Neo I have a question.
They changed the power of the substudy part way through so there must have been a review of the data at some point?
Would they have looked at the main study blinded data at the same time?
To repower the study would they do a new trial exactly the same and add the studies together?
I was concerned early on about the 400 not a larger size of the study but was told a whole heap about study design that went over my head but what stuck was they were doing it with a specific patient target group in mind and that it was enough. It was the core target group that would provide the majority of the profitable income from actual drug sales based on their market research. Other large companies with unlimited budgets do massive studies that cover a wider group of patients so they get power and success with every patient group be that ethnic, child , male , female , age and so on so their end drug can be used and marketed in a wider group of patients. Great if you have the budget.

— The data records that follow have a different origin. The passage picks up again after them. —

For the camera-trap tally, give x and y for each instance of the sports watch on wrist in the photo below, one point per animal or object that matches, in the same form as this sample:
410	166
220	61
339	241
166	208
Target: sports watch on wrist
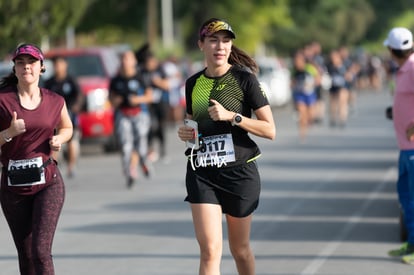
6	139
237	118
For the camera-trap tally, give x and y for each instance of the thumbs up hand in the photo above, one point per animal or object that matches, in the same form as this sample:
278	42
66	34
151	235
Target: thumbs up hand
17	126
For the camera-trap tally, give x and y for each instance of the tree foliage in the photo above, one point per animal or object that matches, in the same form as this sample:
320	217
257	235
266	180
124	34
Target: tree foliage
274	25
32	21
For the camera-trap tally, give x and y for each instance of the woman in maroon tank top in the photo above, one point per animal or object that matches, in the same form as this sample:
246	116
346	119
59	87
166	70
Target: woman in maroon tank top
33	123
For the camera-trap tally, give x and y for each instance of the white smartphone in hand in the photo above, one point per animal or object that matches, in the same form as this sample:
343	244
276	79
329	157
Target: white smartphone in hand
192	143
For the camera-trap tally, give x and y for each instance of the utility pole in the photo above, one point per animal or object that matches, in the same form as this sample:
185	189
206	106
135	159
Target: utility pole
152	19
167	23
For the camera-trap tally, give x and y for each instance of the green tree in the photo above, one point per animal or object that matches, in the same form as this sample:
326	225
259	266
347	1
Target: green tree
31	21
252	20
332	23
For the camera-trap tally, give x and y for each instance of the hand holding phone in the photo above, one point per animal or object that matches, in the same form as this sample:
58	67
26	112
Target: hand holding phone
193	143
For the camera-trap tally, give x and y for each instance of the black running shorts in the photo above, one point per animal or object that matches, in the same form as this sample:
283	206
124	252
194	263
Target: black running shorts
235	188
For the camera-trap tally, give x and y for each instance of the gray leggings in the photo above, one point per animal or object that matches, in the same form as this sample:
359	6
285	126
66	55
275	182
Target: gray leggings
132	133
32	220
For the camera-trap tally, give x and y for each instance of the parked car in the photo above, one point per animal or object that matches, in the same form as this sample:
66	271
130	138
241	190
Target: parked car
93	69
275	81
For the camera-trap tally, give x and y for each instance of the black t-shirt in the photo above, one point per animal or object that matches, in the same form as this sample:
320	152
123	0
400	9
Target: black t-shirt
126	86
68	88
238	91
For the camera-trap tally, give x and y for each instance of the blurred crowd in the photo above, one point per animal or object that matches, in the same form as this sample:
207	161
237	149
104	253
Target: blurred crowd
326	84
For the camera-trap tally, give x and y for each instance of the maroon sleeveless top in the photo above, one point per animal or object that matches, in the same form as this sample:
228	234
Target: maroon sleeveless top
40	125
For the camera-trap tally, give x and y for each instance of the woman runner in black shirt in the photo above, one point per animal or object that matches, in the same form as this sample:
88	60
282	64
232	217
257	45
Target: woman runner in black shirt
222	175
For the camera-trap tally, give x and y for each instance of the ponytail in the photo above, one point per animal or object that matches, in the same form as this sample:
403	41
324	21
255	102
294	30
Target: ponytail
242	59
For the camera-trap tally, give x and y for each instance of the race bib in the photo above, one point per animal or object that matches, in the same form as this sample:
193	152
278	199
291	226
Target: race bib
217	151
26	172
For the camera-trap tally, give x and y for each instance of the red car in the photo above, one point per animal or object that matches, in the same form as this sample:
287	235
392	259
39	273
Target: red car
93	69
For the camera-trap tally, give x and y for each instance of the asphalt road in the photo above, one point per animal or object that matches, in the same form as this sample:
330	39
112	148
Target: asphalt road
328	206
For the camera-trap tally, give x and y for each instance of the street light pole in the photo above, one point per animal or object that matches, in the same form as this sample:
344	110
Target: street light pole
167	23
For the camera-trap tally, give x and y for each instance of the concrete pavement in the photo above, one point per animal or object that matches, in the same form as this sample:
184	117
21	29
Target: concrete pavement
328	206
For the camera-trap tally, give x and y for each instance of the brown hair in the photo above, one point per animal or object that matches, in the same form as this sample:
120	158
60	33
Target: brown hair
237	56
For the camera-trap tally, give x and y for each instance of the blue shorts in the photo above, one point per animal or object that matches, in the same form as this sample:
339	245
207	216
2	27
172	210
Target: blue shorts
405	188
307	99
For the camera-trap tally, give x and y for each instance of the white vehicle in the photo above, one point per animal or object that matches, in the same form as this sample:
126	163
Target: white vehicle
274	79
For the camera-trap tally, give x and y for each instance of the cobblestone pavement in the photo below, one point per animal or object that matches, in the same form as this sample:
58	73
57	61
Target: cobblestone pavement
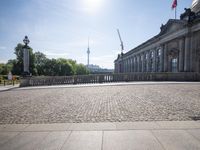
101	104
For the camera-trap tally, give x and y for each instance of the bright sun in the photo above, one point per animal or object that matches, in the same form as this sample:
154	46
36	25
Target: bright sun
92	6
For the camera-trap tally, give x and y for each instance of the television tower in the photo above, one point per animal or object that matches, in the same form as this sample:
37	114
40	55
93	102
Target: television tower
88	53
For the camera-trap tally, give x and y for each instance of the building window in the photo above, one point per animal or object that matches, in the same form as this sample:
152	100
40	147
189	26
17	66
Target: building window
158	60
151	68
174	65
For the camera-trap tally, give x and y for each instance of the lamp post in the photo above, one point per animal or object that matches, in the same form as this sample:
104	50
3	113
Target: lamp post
26	56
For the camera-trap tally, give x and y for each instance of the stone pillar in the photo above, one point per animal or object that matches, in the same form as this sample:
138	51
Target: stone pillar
165	58
125	70
181	55
147	61
26	60
143	56
154	60
162	59
135	63
187	54
139	61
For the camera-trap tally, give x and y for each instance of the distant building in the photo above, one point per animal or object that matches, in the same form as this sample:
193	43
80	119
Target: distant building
175	49
95	69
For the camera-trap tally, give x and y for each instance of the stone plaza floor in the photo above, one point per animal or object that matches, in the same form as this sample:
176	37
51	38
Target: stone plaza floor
127	116
116	103
160	135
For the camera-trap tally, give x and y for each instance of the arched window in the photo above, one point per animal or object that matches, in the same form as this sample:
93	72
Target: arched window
174	64
151	68
158	60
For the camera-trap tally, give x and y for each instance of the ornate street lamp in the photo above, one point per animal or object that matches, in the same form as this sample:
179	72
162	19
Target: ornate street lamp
26	40
26	56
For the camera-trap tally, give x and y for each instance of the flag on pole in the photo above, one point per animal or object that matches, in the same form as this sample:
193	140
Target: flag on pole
174	4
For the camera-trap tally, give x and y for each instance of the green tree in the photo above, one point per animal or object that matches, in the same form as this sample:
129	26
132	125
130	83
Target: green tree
40	62
81	69
18	67
5	68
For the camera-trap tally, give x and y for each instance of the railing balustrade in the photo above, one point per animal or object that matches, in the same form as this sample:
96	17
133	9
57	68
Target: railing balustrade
106	78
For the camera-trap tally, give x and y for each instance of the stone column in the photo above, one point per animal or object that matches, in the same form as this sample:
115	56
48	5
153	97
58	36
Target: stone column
125	66
165	58
139	61
142	62
181	55
154	60
131	64
162	58
187	54
147	61
136	63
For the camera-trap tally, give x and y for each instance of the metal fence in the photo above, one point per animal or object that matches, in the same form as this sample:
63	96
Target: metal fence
106	78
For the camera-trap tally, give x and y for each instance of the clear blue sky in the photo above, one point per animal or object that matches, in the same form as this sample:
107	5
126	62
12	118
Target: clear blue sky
60	28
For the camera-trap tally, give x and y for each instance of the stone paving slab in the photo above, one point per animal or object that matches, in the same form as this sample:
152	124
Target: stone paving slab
84	140
195	133
133	140
54	141
6	136
103	136
48	127
127	103
178	124
24	141
177	140
137	125
13	127
92	126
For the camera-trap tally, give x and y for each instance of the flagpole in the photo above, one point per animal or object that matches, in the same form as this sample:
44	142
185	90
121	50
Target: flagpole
175	12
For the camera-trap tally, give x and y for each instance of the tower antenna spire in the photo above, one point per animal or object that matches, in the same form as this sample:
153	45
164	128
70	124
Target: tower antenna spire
88	52
121	42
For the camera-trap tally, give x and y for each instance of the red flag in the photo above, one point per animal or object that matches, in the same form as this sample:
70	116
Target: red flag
174	5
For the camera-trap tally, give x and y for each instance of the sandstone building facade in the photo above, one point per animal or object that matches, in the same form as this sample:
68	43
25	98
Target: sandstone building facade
175	49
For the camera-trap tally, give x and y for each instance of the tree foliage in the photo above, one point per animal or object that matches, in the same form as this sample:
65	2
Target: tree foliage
41	65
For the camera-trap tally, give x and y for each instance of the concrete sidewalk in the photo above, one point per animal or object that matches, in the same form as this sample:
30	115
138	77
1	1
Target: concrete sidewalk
8	87
161	135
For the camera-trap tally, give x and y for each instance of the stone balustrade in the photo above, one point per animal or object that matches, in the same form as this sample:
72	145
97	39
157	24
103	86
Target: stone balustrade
106	78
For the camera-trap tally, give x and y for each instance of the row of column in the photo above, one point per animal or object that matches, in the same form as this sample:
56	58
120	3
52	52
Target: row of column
150	61
158	60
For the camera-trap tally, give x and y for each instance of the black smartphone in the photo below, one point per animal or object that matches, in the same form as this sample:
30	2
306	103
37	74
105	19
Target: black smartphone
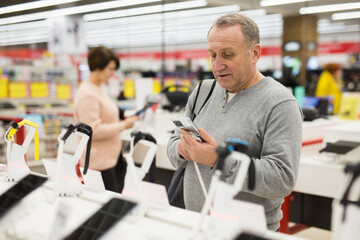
188	125
102	220
20	190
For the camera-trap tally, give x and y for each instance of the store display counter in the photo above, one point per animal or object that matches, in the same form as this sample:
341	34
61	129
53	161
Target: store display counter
41	215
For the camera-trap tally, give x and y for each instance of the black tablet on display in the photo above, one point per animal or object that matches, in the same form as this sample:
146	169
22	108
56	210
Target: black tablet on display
20	190
102	220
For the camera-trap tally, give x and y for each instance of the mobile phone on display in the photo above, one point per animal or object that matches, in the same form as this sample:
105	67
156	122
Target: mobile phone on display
102	220
20	190
188	125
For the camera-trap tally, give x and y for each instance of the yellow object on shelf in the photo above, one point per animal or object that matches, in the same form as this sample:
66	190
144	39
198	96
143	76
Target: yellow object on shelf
4	86
29	123
63	91
349	107
39	90
17	90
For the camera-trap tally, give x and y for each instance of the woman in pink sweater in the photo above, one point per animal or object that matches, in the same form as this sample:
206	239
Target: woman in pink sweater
95	108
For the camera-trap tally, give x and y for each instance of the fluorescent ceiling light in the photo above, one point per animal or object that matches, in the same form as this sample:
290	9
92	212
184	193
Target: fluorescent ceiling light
73	10
23	26
345	28
167	16
24	33
329	8
145	10
33	5
256	12
267	3
347	15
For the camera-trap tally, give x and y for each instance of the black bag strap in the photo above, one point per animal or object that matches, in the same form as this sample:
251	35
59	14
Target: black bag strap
203	94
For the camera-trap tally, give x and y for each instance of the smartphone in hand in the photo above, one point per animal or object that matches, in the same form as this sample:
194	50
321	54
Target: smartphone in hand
188	125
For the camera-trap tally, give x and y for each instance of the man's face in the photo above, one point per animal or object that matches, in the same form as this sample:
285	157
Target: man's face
233	64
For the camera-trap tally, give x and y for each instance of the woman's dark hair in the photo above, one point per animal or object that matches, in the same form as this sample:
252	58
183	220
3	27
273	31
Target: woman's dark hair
99	58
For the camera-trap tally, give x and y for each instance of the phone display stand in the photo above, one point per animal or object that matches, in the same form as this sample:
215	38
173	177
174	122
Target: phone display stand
17	167
227	215
133	186
69	179
345	216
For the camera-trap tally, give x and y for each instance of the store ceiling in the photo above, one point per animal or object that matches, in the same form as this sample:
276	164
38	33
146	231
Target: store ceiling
285	10
120	29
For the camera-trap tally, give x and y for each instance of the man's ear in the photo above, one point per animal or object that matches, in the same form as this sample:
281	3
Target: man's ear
256	53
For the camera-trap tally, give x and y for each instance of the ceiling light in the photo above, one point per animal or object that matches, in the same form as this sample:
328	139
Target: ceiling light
145	10
267	3
73	10
346	28
347	15
33	5
167	16
329	8
22	26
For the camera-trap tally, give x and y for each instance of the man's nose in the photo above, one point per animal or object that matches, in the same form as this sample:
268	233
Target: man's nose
218	65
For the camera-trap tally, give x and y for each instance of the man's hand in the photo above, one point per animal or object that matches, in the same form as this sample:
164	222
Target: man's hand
192	150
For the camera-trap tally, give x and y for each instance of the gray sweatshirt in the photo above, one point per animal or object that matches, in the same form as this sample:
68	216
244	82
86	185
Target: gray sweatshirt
269	118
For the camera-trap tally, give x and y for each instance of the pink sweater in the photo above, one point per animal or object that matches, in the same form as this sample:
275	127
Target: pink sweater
93	107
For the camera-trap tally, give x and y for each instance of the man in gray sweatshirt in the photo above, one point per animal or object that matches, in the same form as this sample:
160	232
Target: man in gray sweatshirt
244	105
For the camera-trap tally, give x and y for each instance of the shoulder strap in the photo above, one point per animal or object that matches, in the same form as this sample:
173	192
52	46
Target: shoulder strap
203	94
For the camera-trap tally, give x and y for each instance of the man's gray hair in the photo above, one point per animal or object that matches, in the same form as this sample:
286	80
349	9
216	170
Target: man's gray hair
249	28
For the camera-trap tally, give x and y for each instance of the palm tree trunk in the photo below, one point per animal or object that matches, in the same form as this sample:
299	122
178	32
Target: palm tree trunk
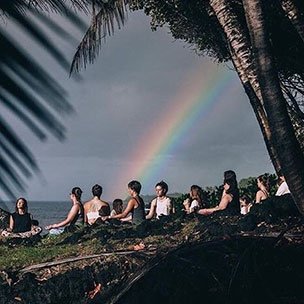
294	16
285	142
242	59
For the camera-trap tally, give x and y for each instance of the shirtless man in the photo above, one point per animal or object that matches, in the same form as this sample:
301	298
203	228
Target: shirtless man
95	208
162	204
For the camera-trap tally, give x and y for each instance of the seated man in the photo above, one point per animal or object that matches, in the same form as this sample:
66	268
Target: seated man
95	208
162	204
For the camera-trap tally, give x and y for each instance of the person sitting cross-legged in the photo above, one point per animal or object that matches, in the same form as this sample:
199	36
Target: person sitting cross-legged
162	204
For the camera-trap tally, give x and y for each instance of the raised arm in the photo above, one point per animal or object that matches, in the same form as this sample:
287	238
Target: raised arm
258	196
226	199
129	208
11	224
152	210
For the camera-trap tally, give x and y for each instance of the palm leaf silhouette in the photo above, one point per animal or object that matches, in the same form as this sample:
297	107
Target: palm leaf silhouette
26	88
102	25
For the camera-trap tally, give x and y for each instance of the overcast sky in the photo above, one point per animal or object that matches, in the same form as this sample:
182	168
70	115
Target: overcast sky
136	80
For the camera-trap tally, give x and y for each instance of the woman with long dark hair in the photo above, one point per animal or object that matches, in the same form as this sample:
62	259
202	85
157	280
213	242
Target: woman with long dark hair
263	191
75	216
230	197
195	199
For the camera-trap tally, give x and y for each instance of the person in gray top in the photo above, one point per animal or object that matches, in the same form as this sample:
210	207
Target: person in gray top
135	206
75	216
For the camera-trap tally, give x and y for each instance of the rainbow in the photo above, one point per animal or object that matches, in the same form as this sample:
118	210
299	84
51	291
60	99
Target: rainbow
196	100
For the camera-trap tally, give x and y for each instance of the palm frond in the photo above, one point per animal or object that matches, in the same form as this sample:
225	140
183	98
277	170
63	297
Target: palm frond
28	91
102	25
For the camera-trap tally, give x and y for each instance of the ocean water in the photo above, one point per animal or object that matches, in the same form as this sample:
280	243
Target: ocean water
45	213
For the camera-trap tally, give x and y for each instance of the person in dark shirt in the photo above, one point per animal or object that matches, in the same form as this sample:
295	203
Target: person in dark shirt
20	220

Until the unblinded data is processed I guess you don't know if it is underpowered overall or in a particular subset of recruits.
Like you I would hate to see a trial fail as it was XX patients short but that is why you employ the advisers, trial designers and statisticians in the first place. Wish I new more about just how much of the data is available to the people running the study and ethics committee.
Trial design is a minefield and even seeing FDA pre-approval get withdrawn on another company makes the system a expensive one and all you can take is advice.
At least we employed a reputable trial company and their reputation depends on successfully designed and run trials so they wouldn't accept a design with underpowered study number lightly as it would affect their reputation. No idea if there is insurance against bad trail design etc but probably one of those that you could never make a successful claim on anyway. We don't want insurance we want a result.